Chai Update: Explainability, Name Validation, New Entities & Formats, Wikidata

The next update after Boldo has to start with C, and so it’s Chai this time (no, corona does not qualify).

It has been a busy year. With more users and new use cases come more feature requests, and we worked hard to implement them.

Explainability

In the moderation space, it helps to provide a cue why the system classified a message as problematic. Human moderators are often stressed, overworked, and overwhelmed, while natural language processing is bound not to be 100% error-free. Reducing their task to a simple “sanity check” whether the system understood the utterance makes them more productive and more consistent. When the explain setting is set to true, Tisane provides a short snippet describing the reasoning (settings: read more here).

JSON response including an explanation
Pinpointing problematic content

Name Parsing & Validation

Many communities require users to enter real names. Some users prefer not to, for different reasons. In some cases, there is a need to break down a full name into constituents, such as given name, surname, middle name, etc.

Tisane now provides methods to:

  • parse names into constituents, extracting the components
  • validate names, tagging names of important people, spiritual beings, and fictional characters. No more Boba Fett or Satan as a real name!
  • compare names in the same or different languages, producing a list of differences
JSON response recognizing a name as that of an 'important person'
JSON response recognizing a name as that of an “important person”

Read more about name-related methods.

Wikidata Everywhere

Wikidata IDs are now supported at the level of entities, topics, and even some non-entity words.

Imagine deducing geographic coordinates, Britannica article ID, or semantic properties from text that went through Tisane!

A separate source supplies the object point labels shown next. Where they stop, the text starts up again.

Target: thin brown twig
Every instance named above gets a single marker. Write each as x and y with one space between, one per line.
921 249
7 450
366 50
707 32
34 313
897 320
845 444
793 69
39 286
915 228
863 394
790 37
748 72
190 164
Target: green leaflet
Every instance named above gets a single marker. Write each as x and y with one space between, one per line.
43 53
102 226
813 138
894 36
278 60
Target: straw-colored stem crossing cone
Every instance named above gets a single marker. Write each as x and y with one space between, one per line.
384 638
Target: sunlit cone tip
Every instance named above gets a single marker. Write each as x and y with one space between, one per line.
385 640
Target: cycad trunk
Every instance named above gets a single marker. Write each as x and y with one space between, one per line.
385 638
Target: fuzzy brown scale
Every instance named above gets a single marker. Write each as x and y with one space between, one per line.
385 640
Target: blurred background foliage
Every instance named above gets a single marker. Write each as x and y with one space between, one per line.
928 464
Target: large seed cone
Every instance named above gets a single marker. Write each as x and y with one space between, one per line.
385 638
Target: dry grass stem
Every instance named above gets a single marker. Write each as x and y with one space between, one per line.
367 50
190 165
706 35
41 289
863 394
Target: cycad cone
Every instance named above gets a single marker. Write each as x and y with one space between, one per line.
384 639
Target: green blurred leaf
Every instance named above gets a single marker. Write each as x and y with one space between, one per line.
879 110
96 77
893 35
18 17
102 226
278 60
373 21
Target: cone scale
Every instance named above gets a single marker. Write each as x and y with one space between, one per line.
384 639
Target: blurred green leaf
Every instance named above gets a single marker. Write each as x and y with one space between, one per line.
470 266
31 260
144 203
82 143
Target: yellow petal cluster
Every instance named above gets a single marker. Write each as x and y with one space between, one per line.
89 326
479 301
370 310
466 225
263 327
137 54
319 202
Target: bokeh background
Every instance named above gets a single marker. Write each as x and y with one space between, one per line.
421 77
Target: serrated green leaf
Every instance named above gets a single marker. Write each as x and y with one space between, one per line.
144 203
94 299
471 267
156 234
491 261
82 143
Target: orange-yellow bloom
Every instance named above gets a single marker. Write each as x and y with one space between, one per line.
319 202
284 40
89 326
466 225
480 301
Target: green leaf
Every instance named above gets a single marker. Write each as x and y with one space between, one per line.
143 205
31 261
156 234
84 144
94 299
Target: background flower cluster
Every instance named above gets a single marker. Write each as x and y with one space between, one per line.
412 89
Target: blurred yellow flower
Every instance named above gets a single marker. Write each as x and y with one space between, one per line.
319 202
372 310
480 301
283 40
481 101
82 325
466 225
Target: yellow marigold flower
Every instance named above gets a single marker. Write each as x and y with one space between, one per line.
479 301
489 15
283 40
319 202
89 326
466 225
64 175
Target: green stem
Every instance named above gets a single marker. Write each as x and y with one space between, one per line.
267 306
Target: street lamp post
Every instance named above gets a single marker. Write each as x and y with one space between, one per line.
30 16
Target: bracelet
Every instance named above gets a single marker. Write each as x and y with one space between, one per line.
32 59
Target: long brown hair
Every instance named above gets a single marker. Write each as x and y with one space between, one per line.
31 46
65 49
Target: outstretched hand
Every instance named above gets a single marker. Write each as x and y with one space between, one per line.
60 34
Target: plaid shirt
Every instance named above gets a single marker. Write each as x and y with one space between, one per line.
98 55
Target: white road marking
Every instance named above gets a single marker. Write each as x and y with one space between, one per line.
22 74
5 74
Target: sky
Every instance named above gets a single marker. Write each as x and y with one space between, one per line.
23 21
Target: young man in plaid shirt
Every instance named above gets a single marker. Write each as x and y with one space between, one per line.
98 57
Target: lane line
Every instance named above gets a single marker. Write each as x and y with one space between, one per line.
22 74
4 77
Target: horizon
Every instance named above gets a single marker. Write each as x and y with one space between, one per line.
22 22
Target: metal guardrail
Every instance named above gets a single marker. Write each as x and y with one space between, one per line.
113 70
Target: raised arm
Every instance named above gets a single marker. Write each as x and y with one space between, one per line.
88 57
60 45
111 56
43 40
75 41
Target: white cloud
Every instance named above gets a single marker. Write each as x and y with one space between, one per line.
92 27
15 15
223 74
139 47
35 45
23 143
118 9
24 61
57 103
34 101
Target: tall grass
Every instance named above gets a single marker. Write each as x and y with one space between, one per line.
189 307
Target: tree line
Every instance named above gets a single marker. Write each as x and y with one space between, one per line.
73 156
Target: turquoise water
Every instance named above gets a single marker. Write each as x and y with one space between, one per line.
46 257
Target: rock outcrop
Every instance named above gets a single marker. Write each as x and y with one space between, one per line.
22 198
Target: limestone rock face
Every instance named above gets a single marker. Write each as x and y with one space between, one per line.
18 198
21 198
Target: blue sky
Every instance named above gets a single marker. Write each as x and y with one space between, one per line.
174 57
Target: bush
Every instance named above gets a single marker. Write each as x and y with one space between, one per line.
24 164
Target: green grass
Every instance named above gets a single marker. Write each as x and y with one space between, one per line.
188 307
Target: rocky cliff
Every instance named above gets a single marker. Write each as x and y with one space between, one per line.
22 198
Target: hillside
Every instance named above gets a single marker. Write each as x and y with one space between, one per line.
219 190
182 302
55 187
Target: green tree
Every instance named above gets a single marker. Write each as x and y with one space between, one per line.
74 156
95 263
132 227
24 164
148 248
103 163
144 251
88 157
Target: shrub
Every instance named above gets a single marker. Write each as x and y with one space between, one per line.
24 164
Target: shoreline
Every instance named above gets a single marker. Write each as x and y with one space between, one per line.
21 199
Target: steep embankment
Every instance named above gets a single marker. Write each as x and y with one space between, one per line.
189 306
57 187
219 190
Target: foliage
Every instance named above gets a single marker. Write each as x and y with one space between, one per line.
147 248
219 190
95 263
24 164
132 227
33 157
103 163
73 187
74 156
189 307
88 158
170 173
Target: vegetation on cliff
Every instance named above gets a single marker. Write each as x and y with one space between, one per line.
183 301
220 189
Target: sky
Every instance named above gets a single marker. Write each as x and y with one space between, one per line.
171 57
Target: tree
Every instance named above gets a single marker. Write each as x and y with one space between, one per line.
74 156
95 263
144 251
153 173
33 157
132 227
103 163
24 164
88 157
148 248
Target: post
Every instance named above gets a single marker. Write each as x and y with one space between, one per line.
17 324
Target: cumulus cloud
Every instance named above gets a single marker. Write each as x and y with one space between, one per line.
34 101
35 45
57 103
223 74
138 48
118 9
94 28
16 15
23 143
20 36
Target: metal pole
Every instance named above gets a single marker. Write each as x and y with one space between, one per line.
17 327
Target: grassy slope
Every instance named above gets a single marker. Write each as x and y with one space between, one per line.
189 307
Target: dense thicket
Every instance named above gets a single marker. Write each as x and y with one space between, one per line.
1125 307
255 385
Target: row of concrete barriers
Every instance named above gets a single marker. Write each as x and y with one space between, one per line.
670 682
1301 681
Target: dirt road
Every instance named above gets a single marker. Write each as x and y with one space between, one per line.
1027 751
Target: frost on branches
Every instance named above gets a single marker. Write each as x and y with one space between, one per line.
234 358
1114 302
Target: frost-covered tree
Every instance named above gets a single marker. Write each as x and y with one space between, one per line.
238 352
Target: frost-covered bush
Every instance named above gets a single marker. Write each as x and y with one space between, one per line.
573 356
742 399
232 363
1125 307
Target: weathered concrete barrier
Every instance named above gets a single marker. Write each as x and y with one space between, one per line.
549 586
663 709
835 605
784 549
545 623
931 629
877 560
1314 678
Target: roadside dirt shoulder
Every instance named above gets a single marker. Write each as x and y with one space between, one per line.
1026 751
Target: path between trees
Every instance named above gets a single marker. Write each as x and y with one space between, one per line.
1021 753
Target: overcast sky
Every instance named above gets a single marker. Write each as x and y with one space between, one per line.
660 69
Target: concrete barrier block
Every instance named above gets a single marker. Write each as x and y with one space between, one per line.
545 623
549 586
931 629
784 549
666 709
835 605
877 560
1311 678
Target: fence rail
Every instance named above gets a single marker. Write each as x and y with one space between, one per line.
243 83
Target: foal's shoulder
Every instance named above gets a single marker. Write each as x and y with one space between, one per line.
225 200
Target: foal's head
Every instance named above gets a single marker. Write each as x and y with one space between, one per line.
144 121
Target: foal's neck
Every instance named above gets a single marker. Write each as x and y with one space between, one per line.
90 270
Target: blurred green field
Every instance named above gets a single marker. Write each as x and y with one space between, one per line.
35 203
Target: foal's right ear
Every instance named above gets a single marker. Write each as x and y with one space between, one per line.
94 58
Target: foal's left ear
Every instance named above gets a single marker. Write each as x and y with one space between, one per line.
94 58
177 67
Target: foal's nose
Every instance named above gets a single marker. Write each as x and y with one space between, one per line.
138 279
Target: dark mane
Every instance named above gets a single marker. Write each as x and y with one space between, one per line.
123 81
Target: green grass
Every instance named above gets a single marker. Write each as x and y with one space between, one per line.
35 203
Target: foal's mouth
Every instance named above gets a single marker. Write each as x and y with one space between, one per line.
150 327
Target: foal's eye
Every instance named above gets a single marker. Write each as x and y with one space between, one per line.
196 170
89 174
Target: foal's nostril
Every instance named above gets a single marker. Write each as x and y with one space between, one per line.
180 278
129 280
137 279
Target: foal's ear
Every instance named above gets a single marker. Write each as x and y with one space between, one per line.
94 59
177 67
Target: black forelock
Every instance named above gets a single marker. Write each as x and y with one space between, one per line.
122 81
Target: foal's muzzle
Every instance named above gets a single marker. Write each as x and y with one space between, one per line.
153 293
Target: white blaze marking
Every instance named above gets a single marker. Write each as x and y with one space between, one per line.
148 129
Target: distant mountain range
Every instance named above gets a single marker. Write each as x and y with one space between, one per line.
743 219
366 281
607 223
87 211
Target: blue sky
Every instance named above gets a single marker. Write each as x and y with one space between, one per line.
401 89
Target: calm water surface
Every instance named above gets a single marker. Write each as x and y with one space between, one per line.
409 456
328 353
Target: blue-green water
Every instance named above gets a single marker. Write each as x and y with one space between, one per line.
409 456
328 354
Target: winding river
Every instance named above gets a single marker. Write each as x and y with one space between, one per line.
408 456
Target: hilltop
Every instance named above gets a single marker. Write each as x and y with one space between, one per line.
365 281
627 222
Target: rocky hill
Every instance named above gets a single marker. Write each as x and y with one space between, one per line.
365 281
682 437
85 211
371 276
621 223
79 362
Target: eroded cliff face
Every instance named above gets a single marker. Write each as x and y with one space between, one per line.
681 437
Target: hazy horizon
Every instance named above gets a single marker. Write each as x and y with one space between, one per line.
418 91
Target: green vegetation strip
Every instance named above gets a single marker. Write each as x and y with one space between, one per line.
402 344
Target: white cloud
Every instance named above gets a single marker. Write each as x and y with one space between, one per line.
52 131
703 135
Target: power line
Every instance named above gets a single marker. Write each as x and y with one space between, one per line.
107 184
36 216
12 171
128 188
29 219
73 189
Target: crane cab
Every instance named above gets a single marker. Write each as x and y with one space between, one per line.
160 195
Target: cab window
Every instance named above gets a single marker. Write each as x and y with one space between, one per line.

New Formats, Entity Types, Abuse Types

Different content formats may have different logic tied to them, especially when the context is lacking. With new requirements, we added two new formats:

  • search to screen search queries
  • alias to screen user names in online communities
Example of search query screening

With more law enforcement vendors adopting Tisane, we were asked to add entity types of interest to the law enforcement, specifically:

  • weight
  • bank_account 
  • credit_card, including subtypes representing the major credit card types
  • credential, with optional subtypes md5 and sha-1
  • crypto for major cryptocurrency addresses

and more. See all the types here.

We also added two more types to tag problematic content:

  • adult_only, for activities allowed in adult communities but restricted for minors (e.g. consuming alcohol)
  • mental_issues, for signs of depression and suicidal thoughts

Miscellaneous

As always, we keep honing and enhancing our language models, as well as throughput and stability of Tisane.